The latest installment of the John Wick series dropped last weekend, crushing its franchise record opening weekend with a massive $73.5 million. We’ve been watching Baba Yaga shoot, stab, run over, and blow up dozens of chuds every few years now since 2014, but that didn’t stop me from being super excited to watch him throw a kotegaeshi on a dude straight into a speeding car in front of the Arc de Triomphe.
I was ready for excellent martial arts and gun fu, but what I wasn’t ready for was a single overhead shot sequence pulled straight out of a videogame.
The shot was inspired by 2019’s Hong Kong Massacre, according to director Chad Stahelski. In a movie that already ran indulgently close to three hours, he wanted to break up the sequences and try new things. With incendiary rounds throwing superheated particles across the screen, actual stuntmen lit on fire all over the place, and Keanu Reeves himself doing the entire sequence in one continuous ballet of violence, the result is extraordinary.
Hong Kong Massacre was itself inspired by an extraordinary film. Wearing its influences entirely on its sleeve, Massacre has all the hallmarks of a classic John Woo shooter. With a paper-thin plot and stylishly vague cutscenes providing the backdrop, the game is basically Hotline Miami on the set of Hard Boiled. Guns akimbo, hard rain over neon signs, and tea houses full of dudes trying to shoot you, the game is a simple but satisfying top-down shooter.

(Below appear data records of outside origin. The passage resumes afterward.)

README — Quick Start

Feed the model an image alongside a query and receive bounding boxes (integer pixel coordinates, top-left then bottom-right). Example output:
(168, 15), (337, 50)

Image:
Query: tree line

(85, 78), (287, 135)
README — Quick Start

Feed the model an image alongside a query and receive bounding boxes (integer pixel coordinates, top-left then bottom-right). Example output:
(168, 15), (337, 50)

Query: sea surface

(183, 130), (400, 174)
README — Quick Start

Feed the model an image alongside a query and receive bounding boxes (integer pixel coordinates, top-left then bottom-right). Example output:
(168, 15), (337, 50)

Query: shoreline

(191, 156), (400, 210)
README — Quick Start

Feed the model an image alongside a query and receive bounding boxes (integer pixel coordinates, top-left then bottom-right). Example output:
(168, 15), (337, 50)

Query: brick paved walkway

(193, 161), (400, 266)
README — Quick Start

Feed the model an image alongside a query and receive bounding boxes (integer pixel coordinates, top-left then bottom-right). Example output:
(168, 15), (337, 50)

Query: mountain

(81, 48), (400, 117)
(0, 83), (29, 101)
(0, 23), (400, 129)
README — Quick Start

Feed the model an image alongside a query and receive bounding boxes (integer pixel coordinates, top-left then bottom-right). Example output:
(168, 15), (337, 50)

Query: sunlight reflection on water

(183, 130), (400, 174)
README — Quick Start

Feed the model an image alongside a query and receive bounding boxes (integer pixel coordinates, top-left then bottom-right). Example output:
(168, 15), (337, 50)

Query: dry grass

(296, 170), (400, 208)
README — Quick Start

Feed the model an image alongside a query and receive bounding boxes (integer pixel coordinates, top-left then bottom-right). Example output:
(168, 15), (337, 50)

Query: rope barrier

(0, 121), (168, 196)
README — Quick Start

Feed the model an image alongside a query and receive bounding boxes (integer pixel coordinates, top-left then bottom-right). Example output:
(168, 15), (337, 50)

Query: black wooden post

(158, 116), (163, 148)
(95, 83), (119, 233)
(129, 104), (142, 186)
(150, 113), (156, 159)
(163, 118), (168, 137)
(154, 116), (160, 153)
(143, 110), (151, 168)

As for the movie, it doesn’t disappoint. Donnie Yen is incredible as blind martial artist Caine, and Scott Adkins plays Killa, who I suspect is a loving hat-tip to Frank Miller’s Kingpin (it’s just too bad the two couldn’t rehash their battle from Ip Man 4!). Reeves continues to impress with his dedication to the craft, and producer Erica Lee has confirmed that a video game is in the works.